Acontece-me nesses precisos instantes em que pareço regressar da penumbra de um sono pesado e feito de esquecimento, por vezes acendem-se memórias de rostos, de gestos e até de palavras escutadas e lidas, em fragmentos dispersos que eu tento juntar. Uma artimanha minha para segurar a consciência e não voltar a regressar ao abraço da almofada. E mesmo que essas palavras escritas sejam coisa nenhuma para o teu pulso nada lhes apaga aquele breve momento de luz em clarão.
Por isso as retenho em despertar.
(Fleuma)
O sossego destes últimos dias cria um espaço de descrença em mim.
Se calhar é uma quimera minha procurar esta calma quando tudo parece girar numa entropia que consentimos, mas gosto disto, como acho virtuosos os dias em que durmo e não sonho. Um estado oculto raro e quase desconhecido. Quase.
Este silêncio neutro, a calma que respiro, quebra a dormência da minha insónia e consegue carregar o meu adormecer com um peso que me assombra. Assusta-me não estar debaixo dessa permanência alerta. É um território quase desconhecido essa magia dos olhos que pesam de cansaço, esse extasiar de quem lentamente deixa cerrar as pálpebras para se desvanecer numa espécie de morte aceite. Nada se torna realmente mais glorificante do que essa calma espessa, esse silêncio sepulcral, que antecede a confirmação dessa certeza, de que o sono pesado e inconsciente chegou.

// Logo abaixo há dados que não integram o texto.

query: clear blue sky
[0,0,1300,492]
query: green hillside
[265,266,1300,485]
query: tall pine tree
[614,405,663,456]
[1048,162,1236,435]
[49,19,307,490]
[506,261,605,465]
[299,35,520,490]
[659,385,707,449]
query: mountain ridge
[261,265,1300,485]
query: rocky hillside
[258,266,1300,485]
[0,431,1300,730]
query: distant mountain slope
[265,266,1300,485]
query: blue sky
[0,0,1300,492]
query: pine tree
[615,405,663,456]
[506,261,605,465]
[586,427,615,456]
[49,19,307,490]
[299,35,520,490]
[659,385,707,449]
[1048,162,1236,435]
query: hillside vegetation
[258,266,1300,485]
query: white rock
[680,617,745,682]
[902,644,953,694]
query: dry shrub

E que é fútil qualquer esforço de resistência.
(Fleuma)
Uma forma estrita de inferno e paraíso pessoal subsiste na memória e na incapacidade de esquecimento. Na persistência do pensamento que nunca nos abandona, um porto de abrigo que consola os dias nas recordações ou um tormento existencial corrosivo e venenoso. Este paraíso tem outros nomes, todos eles em luzes abundantes e longe de ruas escuras e desertas. Esse inferno que memoriza e não esquece é um antro de demónios todos eles com um nome próprio - rancor, ódio, imbecilidade, tacanhice ... numa lista infindável. Mas também tem outros nomes divinos que habitam labirintos de tempestade mas onde vagueiam outras auroras - coragem, comunhão de sombras, conhecimento, reconciliação ... uma imensa legião!
Alguns escolhem descrever em si mesmos essas memórias e são como um purgatório, habitam escarpas próximas, demasiado próximas do céu; outros insistem no afogamento das recordações num ajoelhar intimo de devoção a um inferno muito pessoal. Tudo isto rebate em algo que escutei há muitos anos, "somos forjados pela dor, existimos por ela e para ela, nada se lhe compara!". E creio que é a mais pura verdade. Na nossa capacidade em recriar o nosso próprio sistema de punição pessoal. Na nossa capacidade de exercitar repetições que apenas provocam o renascer dos mesmos efeitos - a própria definição de loucura.